Coinciding with the 2008 National HBCU Week Conference in Washington, the NAFEO report, “The State of Blacks in Higher Education,” revealed that HBCUs “awarded nearly 50 percent of all bachelor’s degrees awarded to Blacks in the natural and physical sciences, a little more than 25 percent of all bachelor’s degrees in engineering, and nearly 25 percent of all bachelor’s degrees awarded to Blacks.”
“This is an outstanding achievement given that HBCUs are only 3.3 percent of all the institutions,” the report notes.
“It will be an annual report that we will put out each year. What I think the data show is that although Black colleges tend to be woefully and disproportionately underrepresented in terms of public dollars … with the dollars that are invested in HBCUs, we’re having significantly greater output,” says Dr. Lezlie Baskerville, NAFEO president.
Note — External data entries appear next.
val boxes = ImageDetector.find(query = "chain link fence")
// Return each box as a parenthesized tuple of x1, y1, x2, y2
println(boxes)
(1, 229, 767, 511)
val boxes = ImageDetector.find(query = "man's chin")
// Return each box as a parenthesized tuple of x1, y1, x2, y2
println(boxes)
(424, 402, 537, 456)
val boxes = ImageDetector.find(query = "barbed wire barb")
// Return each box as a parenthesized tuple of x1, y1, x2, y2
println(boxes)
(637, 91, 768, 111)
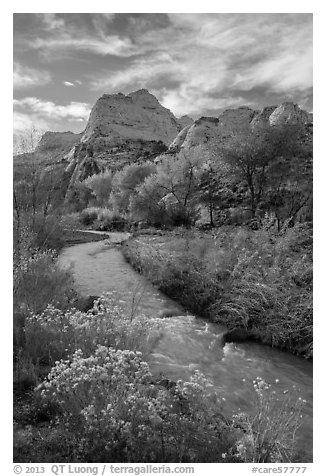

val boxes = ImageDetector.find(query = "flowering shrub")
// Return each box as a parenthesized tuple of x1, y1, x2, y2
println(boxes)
(230, 377, 305, 463)
(14, 248, 75, 316)
(24, 294, 162, 367)
(38, 351, 234, 462)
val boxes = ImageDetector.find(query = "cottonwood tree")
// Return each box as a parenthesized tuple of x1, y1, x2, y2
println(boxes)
(83, 170, 113, 207)
(222, 123, 308, 222)
(196, 147, 237, 227)
(110, 162, 156, 213)
(131, 151, 201, 227)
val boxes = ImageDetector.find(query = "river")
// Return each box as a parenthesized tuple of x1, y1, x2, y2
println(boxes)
(58, 232, 313, 460)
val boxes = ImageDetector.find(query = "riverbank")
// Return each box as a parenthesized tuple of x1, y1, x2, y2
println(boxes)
(122, 224, 313, 359)
(14, 229, 312, 463)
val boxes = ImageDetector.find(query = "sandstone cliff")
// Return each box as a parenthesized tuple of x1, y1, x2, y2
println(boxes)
(62, 92, 311, 201)
(64, 89, 193, 194)
(36, 131, 83, 159)
(168, 102, 312, 154)
(81, 89, 186, 146)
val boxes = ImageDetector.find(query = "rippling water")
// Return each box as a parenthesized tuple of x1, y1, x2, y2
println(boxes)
(58, 234, 313, 460)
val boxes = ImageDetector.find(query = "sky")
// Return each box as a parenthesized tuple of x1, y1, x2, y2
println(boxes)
(13, 13, 313, 139)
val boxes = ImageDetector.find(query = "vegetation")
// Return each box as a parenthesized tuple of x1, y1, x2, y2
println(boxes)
(13, 123, 312, 462)
(123, 223, 312, 358)
(14, 294, 305, 463)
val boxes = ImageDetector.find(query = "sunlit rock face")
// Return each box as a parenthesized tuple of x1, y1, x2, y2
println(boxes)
(268, 102, 311, 126)
(81, 89, 187, 146)
(63, 92, 311, 198)
(64, 89, 192, 193)
(168, 102, 312, 153)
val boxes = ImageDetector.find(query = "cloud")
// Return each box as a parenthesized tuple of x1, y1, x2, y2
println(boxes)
(158, 88, 251, 117)
(37, 13, 65, 30)
(13, 13, 312, 127)
(29, 34, 139, 58)
(87, 14, 312, 116)
(13, 110, 50, 135)
(13, 62, 52, 90)
(63, 80, 83, 87)
(14, 97, 91, 124)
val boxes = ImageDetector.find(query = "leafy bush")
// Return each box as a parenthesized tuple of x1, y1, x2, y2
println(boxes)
(79, 207, 99, 226)
(31, 213, 66, 250)
(14, 249, 75, 317)
(96, 209, 127, 231)
(83, 170, 113, 207)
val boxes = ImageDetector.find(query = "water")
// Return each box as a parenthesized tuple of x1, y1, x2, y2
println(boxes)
(58, 233, 313, 460)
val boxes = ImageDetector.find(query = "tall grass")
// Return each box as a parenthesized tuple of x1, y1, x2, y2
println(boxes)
(122, 224, 312, 358)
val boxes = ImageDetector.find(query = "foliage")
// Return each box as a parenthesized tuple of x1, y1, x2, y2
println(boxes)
(220, 123, 312, 224)
(230, 378, 305, 463)
(83, 170, 113, 207)
(95, 209, 127, 231)
(79, 207, 99, 226)
(110, 162, 156, 213)
(197, 157, 236, 226)
(23, 294, 162, 368)
(131, 152, 201, 227)
(37, 347, 233, 462)
(14, 248, 75, 316)
(123, 223, 312, 357)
Baskerville adds the report points out that HBCU “engineering programs were making progress; that directly aligns with the fact that we got federal dollars earmarked for HBCU science, technology, engineering and mathematics programs.”
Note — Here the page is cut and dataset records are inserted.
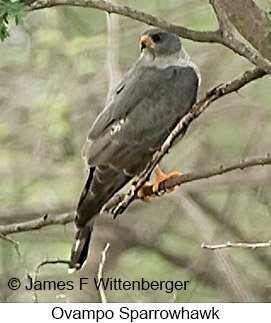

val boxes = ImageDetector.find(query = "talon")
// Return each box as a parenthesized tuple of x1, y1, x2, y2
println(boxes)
(137, 182, 152, 201)
(152, 166, 182, 193)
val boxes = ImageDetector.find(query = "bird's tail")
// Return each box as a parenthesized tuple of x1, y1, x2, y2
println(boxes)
(69, 167, 99, 271)
(69, 218, 95, 271)
(69, 166, 130, 271)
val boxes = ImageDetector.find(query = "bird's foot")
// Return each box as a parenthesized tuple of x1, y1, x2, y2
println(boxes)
(137, 182, 152, 201)
(152, 166, 182, 193)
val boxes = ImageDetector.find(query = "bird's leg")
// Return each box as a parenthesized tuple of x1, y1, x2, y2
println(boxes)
(137, 182, 152, 201)
(137, 166, 181, 200)
(152, 165, 182, 193)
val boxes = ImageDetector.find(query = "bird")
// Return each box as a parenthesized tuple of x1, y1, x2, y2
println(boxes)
(69, 27, 200, 271)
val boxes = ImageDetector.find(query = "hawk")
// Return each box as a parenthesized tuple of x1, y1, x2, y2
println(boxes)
(69, 27, 200, 270)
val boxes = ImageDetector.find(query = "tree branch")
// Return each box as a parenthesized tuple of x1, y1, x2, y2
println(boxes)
(209, 0, 271, 74)
(97, 242, 110, 303)
(0, 68, 267, 234)
(141, 154, 271, 197)
(105, 153, 271, 210)
(27, 0, 220, 42)
(111, 67, 267, 218)
(31, 258, 70, 302)
(24, 0, 271, 74)
(0, 211, 74, 235)
(202, 240, 271, 250)
(0, 233, 32, 300)
(0, 233, 29, 273)
(219, 0, 271, 61)
(209, 0, 232, 37)
(222, 37, 271, 75)
(1, 153, 270, 236)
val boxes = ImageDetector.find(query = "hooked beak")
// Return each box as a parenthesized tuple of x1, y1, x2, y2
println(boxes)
(140, 35, 152, 51)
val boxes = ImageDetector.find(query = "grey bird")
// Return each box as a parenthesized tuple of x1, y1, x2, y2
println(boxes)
(69, 27, 200, 271)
“Even though we’re no way near where we need to be, our progress is directly related to dollars. The message to Congress, policymakers and foundations is that we are the best bang for their buck,” Baskerville notes.
The report, which will be available online within the next month, was authored by economist Dr. William A. Darity, Jr. of Duke University, Dr. Rhonda V. Sharpe of the University of Vermont, and Dr. Omari H. Swinton of Howard University. NAFEO says printed copies will be available in October.
In addition to the progress by HBCUs in educating Blacks at the undergraduate, masters’ and Ph.D. levels, the report emphasized that HBCUs have grown highly competitive at attracting non-White and non-citizen students over the past two decades.
“This is a good thing. HBCUs have demonstrated that they are competitive at attracting non-Whites and foreign students, especially at the graduate level,” Sharpe told a group of Washington policymakers, higher education officials and reporters at a Tuesday luncheon.